[Date Prev][Date Next][Thread Prev][Thread Next][Date Index][Thread Index]

Problem with generic function caches in EXCL (aka Allegro CL)



In performance tuning our CLOS-based window system, I noticed an
inordinate number of generic function cache misses.  In tracking this
down, I discovered that (almost) all caches appeared to be only 1/4
full and that the cache misses were being caused by collisions in the
cache.

I believe the source of this problem is as follows:

  The macros object-cache-no and generic-function-cache-offset compute a
  hash-key based on the address of the object's class and a mask.  For
  generic functions with one method and for a cache size of 32, this
  hash-key is essentially bits 2 thru 5 (where bit 1 is the low order
  bit) of the address of the object's class.

  The problem is that classes appear to be double-word aligned (actually
  double word aligned plus 1, since (excl::pointer-to-fixnum class)
  always returns a value that is 1 in mod 8).  Thus bits 2 and 3 are
  always the same, leaving only 4 unique hash-keys (determined by bits 4
  and 5) rather than the 16 intended.

This problem becomes less severe as the number of specialized arguments
goes up, but since 95%+ of our functions have a single specialized argument
we were getting only 1/4 use out of nearly all of our caches.
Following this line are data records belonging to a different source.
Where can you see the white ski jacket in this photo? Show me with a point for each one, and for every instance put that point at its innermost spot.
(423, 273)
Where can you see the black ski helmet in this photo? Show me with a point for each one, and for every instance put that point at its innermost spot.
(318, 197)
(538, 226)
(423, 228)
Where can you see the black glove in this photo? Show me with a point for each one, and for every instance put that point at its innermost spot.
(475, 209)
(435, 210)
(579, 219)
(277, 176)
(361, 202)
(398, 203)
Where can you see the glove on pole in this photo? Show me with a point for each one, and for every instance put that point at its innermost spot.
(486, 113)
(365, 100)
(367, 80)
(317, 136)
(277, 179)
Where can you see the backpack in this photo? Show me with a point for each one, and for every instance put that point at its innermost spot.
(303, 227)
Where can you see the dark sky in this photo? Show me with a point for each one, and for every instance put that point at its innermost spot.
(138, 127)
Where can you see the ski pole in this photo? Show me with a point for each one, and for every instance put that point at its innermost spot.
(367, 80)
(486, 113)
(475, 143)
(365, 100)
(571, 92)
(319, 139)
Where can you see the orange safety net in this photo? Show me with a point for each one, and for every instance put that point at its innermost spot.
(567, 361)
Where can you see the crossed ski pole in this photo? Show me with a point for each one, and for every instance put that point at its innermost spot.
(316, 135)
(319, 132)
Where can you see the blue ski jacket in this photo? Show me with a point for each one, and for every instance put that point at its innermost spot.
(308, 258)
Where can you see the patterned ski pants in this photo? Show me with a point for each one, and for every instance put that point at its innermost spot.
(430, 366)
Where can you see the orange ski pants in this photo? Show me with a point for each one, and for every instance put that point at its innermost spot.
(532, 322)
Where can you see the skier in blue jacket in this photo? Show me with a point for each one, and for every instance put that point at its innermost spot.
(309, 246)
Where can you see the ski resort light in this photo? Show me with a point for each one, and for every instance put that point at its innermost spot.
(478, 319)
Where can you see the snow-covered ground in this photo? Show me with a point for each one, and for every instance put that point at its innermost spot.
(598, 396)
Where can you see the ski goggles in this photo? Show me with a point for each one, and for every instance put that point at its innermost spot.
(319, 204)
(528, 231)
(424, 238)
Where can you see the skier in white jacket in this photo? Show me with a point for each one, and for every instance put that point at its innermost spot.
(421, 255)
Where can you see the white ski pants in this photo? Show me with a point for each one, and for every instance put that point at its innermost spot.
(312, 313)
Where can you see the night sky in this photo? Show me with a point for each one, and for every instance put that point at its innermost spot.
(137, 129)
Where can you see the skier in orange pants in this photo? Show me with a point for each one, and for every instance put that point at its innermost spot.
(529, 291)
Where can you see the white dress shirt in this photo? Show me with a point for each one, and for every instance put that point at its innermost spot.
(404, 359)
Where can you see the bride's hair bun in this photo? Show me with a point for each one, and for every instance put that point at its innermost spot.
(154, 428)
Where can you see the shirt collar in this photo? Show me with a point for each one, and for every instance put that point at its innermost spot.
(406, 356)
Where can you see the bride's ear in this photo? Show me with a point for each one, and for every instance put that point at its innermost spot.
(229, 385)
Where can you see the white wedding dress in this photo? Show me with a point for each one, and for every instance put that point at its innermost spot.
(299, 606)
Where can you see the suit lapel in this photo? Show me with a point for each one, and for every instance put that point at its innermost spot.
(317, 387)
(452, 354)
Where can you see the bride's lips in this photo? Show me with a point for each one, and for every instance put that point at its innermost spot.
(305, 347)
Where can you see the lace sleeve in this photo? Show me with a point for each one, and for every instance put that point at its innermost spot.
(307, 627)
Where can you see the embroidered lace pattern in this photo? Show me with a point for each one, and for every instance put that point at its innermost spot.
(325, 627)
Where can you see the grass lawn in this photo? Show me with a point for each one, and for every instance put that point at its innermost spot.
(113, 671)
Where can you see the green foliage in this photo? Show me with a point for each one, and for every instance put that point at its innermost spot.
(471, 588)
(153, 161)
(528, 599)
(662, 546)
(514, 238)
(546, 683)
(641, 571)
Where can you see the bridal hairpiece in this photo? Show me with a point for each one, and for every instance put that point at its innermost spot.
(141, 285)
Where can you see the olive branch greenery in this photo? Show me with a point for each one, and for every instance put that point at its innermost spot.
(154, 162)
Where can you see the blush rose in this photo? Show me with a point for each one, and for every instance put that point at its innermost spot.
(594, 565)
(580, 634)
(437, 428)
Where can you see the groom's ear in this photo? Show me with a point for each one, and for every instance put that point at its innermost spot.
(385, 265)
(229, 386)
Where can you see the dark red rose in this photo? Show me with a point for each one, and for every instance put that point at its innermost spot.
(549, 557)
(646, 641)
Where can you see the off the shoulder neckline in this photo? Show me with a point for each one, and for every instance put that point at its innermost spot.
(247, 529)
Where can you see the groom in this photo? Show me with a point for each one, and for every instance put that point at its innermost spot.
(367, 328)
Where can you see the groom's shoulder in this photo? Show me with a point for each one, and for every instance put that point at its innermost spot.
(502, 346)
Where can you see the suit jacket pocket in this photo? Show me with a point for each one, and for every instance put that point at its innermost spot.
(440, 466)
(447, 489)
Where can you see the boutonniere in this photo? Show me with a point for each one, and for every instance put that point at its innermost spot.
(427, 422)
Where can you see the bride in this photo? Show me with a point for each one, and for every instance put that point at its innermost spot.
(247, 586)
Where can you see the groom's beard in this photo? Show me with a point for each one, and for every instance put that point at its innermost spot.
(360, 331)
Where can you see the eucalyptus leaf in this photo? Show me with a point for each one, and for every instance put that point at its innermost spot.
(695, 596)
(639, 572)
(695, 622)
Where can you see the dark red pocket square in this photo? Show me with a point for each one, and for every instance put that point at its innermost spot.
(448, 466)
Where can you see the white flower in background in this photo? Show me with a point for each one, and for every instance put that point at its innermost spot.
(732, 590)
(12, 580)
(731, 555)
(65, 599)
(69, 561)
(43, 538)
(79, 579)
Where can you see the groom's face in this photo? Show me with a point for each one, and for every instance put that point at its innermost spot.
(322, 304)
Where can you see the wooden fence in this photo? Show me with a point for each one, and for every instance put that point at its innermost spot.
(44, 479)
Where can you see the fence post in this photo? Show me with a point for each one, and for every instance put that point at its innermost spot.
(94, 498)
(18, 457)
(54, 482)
I solved this problem by rewriting object-cache-no to shift the address
three bits to the right as follows:

In excl-low.lisp --

(defmacro object-cache-no (object mask)
  `(logand (%ash (the fixnum (excl::pointer-to-fixnum ,object)) 3)
           (the fixnum ,mask)))

(defmacro %ash (fixnum count)
    ;; This is very dangerous and shouldn't be done.  But ...
    ;; EXCL ash appears to be just too slow to be of use.  But then maybe I
    ;; just don't know the right compiler declarations.
    `(comp::.primcall 'shift-right ,fixnum ,count))

This change got rid of nearly all of our cache misses and sped up the system
by about 10% (obviously something else is dominating the time!).

My guess is that the doubling of the cache size suggested by Jim Larus a
few months back is another solution to the same problem (i.e., decreasing
the number of collisions in the cache), but one that still wastes 3/4
of the cache space (for singly specalized functions).

CAVEAT:  I am running on a very old PCL (87/8/27) and on Allegro 3.0.1.
I checked the sources for the 88/8/2 version of PCL and as far as I can tell,
the object-cache-no/generic-function-cache-offset scheme hasn't changed 
(in essence) at all.  Hence I am assuming that this problem and its fix will
hold for the latest PCL, but I haven't tried it out myself.

-- Frank

---------------------------------------------------

Frank Halasz          
MCC Software Technology
3500 West Balcones Center Drive
Austin TX 78759.
[512]338-3648 

halasz@MCC.COM
or {harvard,ihnp4,nike,seismo}!ut-sally!im4u!milano!halasz